Les notions abstraites ont tendance à s'éclaircir avec la tête de gondole appropriée. Le mépris galopant de Mireau scelle le sort des officiers arriérés. Il ne faut pas oublier que l'avidité s'entretient dès lors qu'on peut y trouver son intérêt. En fin connaisseur des ficelles, le général Boulard est un ventriloque parfaitement irrésistible, l'exemple parfait d'un mal tranquille même sympathique, masqué derrière les politesses d'usage et les sourires en coin. Un écrivain sardonique comme Jim Thompson a dû se faire plaisir avec lui. On peut même y trouver une parenté avec l'incapable et perfide shérif Nick Corey de Pottsville 1280 habitants (publié en 1964) dans cette manière de corrompre sans jamais se mouiller. Flatterie, double-jeu, cynisme et égocentrisme ; la décadence commence avec ça, par petites touches, l'air de rien. Au second degré, c'est hilarant. Mais jamais assez pour nous faire oublier l'horreur d'une élite indigne fonctionnant en vase clos et ne servant que ses propres intérêts.
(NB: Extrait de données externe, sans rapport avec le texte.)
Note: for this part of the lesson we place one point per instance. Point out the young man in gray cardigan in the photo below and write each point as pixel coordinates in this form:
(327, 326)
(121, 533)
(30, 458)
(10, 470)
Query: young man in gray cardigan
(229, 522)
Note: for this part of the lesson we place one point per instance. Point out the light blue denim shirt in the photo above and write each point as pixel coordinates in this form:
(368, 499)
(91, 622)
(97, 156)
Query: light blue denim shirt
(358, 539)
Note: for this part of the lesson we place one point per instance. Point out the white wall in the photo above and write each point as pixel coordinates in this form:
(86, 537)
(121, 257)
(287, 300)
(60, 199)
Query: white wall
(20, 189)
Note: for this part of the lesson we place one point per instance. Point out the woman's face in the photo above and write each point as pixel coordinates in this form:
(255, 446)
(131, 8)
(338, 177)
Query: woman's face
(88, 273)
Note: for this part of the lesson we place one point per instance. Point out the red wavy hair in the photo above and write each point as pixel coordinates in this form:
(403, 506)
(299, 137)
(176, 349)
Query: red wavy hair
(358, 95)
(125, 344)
Un virus dont nous constatons la virulence, alors qu'il infecte les institutions et détricote le tissu social comme moyen de subsistance. Antimilitariste, certes. Mais plus dans une dénonciation de la guerre et de ce qu'elle révèle parmi les hommes. Kubrick, Thompson et Cobb sont bien trop lucides pour occulter les rais de lumière à travers la masse noire. Chose que Les Sentiers de la Gloire représente parfois au sens littéral avec Drax (campé avec brio par K. Douglas) ou dans ce chant final déchirant qui semble agir tel un remède à la sauvagerie ambiante. Il n'est d'ailleurs pas anodin que cet épilogue entonné se pose en contrepoint de l'ouverture martiale. Autre manière de recouper avec l'ambivalence dont le genre humain se constitue. Comme on l'a remarqué avec la morale et les idéaux, l'art peut autant édifier des barrières que dresser un pont entre les individus. En lieu et place d'une attaque sur la France, Stanley Kubrick a concentré ses efforts pour livrer son œuvre la plus humaniste et adresser à la guerre son plus beau geste : un bras d'honneur.